Wherever I go, people ask me, “Brother Lee, please pray for me in this matter.” I very seldom answer these requests affirmatively, because I am not sure whether the Spirit will lead me to pray in that way or not. I simply say, “If the Lord leads, I will do so.” Genuine prayer is initiated not by us but by God on the throne. The Holy Spirit transmits to our spirit what the throne initiates, for us to sense as a burden in our spirit. If our mind has been transformed, it can interpret the burden in our spirit. When we utter that interpretation in words, we pray a genuine prayer, a prayer initiated by the throne of God and transmitted into our spirit.
Do not try to understand all these things thoroughly; it is impossible. The food we eat day by day can never be understood thoroughly.

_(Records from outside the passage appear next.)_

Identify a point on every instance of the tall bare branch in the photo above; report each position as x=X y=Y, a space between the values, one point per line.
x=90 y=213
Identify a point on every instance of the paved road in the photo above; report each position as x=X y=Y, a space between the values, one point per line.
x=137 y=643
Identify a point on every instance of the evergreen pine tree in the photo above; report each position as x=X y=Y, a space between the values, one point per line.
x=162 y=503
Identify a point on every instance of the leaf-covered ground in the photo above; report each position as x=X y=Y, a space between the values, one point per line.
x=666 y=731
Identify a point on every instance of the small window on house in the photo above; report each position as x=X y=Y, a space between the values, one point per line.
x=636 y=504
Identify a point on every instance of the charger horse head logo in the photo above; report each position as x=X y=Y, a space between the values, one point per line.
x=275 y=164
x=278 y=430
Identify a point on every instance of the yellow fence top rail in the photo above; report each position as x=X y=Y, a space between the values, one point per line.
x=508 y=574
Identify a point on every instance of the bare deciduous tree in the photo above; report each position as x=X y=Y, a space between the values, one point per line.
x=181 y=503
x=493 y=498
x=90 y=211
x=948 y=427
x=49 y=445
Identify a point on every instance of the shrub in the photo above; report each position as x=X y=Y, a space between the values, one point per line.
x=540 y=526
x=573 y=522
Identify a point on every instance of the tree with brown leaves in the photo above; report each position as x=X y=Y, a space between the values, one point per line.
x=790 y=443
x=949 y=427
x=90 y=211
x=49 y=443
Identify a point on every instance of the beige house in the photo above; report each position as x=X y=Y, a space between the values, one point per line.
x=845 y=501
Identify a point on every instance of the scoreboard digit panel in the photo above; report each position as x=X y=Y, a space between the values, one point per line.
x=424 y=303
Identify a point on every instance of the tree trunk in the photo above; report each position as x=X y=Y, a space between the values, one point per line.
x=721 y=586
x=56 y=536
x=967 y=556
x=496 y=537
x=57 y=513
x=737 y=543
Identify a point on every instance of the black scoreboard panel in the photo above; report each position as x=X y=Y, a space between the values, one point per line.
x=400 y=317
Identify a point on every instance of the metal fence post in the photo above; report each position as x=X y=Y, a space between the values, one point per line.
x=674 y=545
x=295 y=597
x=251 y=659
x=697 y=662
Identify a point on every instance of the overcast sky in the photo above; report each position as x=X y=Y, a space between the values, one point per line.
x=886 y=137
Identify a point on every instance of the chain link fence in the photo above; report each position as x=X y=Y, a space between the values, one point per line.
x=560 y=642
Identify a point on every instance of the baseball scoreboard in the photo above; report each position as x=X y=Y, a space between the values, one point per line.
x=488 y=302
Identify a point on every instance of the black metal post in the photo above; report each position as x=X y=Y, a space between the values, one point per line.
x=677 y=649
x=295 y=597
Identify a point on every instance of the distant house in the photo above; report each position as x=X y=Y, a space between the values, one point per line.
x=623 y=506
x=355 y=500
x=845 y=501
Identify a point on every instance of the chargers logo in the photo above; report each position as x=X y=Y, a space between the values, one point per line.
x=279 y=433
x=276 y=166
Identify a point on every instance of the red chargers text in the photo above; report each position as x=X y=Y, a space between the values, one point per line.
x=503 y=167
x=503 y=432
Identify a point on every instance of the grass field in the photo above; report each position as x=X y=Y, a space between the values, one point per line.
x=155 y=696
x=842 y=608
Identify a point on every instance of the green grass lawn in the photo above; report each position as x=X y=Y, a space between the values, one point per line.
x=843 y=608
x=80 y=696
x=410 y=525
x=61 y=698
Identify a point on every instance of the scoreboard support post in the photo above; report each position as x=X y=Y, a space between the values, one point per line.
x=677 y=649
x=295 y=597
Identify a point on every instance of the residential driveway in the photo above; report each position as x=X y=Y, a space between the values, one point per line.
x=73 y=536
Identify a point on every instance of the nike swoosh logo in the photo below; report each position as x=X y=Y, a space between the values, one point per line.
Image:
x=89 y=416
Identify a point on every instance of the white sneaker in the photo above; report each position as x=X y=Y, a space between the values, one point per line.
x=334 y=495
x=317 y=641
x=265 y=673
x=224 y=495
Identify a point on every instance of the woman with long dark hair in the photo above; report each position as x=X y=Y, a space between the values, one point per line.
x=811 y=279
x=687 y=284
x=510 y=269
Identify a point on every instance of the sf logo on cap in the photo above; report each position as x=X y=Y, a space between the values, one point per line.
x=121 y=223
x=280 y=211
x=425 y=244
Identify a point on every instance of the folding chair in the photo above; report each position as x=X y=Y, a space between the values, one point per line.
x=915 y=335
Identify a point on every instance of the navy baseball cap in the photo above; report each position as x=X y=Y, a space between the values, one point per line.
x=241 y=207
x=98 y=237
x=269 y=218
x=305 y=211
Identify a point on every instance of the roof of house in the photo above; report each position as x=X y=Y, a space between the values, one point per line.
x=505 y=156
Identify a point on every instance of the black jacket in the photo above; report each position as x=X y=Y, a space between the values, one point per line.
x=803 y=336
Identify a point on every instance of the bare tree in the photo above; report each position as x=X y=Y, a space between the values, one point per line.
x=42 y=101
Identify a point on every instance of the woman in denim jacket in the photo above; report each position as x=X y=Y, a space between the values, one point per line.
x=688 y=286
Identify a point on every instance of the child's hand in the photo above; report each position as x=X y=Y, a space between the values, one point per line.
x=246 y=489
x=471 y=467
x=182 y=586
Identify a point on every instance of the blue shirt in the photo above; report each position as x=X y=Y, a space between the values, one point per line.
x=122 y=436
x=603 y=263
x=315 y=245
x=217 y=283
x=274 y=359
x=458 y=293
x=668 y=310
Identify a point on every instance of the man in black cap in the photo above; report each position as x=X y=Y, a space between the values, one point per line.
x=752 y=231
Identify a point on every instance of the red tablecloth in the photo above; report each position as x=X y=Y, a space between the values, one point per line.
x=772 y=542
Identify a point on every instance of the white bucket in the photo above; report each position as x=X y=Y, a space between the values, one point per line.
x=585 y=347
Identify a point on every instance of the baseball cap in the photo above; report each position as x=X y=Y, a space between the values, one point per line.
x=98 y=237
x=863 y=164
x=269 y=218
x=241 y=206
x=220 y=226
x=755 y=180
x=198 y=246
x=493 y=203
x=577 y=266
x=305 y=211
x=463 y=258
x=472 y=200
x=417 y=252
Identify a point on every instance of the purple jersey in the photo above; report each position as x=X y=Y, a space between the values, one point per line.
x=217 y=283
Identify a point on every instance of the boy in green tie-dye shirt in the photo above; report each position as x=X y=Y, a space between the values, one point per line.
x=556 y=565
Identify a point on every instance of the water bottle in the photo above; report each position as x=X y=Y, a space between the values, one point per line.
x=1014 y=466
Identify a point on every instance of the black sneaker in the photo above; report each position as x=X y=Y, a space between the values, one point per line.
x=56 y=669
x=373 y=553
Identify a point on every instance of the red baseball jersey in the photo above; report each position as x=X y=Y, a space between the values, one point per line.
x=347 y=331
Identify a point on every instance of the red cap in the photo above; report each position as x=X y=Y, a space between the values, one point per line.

According to our experience, the simplest way to live the Christian life is to forget about our mind, emotion, and will and to exercise our innermost part to go along with the Lord. This is effective. For example, the more I think about a certain brother, the more unhappy I feel about him. This means that the more I exercise my mind concerning him, the more unhappy I feel about him in my emotion. But if I am following the Lord, I must forget about my mind and emotion and exercise my spirit to contact the Lord. I may pray, “Lord, I praise You. What should I do concerning this brother? In my spirit, Lord, energize me to love him.” If we contact the Lord in such a way, our mind and emotion are still there, but something is different.
We can never explain this clearly or analyze it thoroughly, but it is nevertheless a fact. We must take the simplest way to experience this glorious fact. For our physical life, if we daily take milk, toast, and other good foods into us, we will receive the good things that we need in order to live, and day by day we will grow and be strong. The Lord Jesus said, “I am the bread of life...He who eats Me, he also shall live because of Me” (John 6:35, 57). The Lord is edible, and His desire is that we would eat Him. To eat the Lord is to exercise our spirit to contact Him. We must practice this. Our mind, emotion, and will must always be secondary, and our innermost part, our spirit, must always be primary. In all things in our daily life we must exercise our spirit to contact the Lord. Then we will experience the Lord in a real way and will be constantly energized by Him. If we continually exercise our spirit throughout the day, we will be holy. Sanctification will be ours, and victory over all things that oppose God will also be ours (Rom. 8:35-39). We will be spiritual and have power, energy, strength, light, and life because in our spirit we will experience all the riches of Christ. In the beginning we may feel that this is not simple, because we are not used to it. Learning to drive a car is awkward at the beginning, but after practicing for a time, it becomes easy. The Lord today is within us as life and as everything; hence, there is no need for us to struggle in order to be victorious, holy, or spiritual. We must exercise ourselves to apply the Lord to all the things in our daily lives. This is the way to be spiritual, holy, and victorious.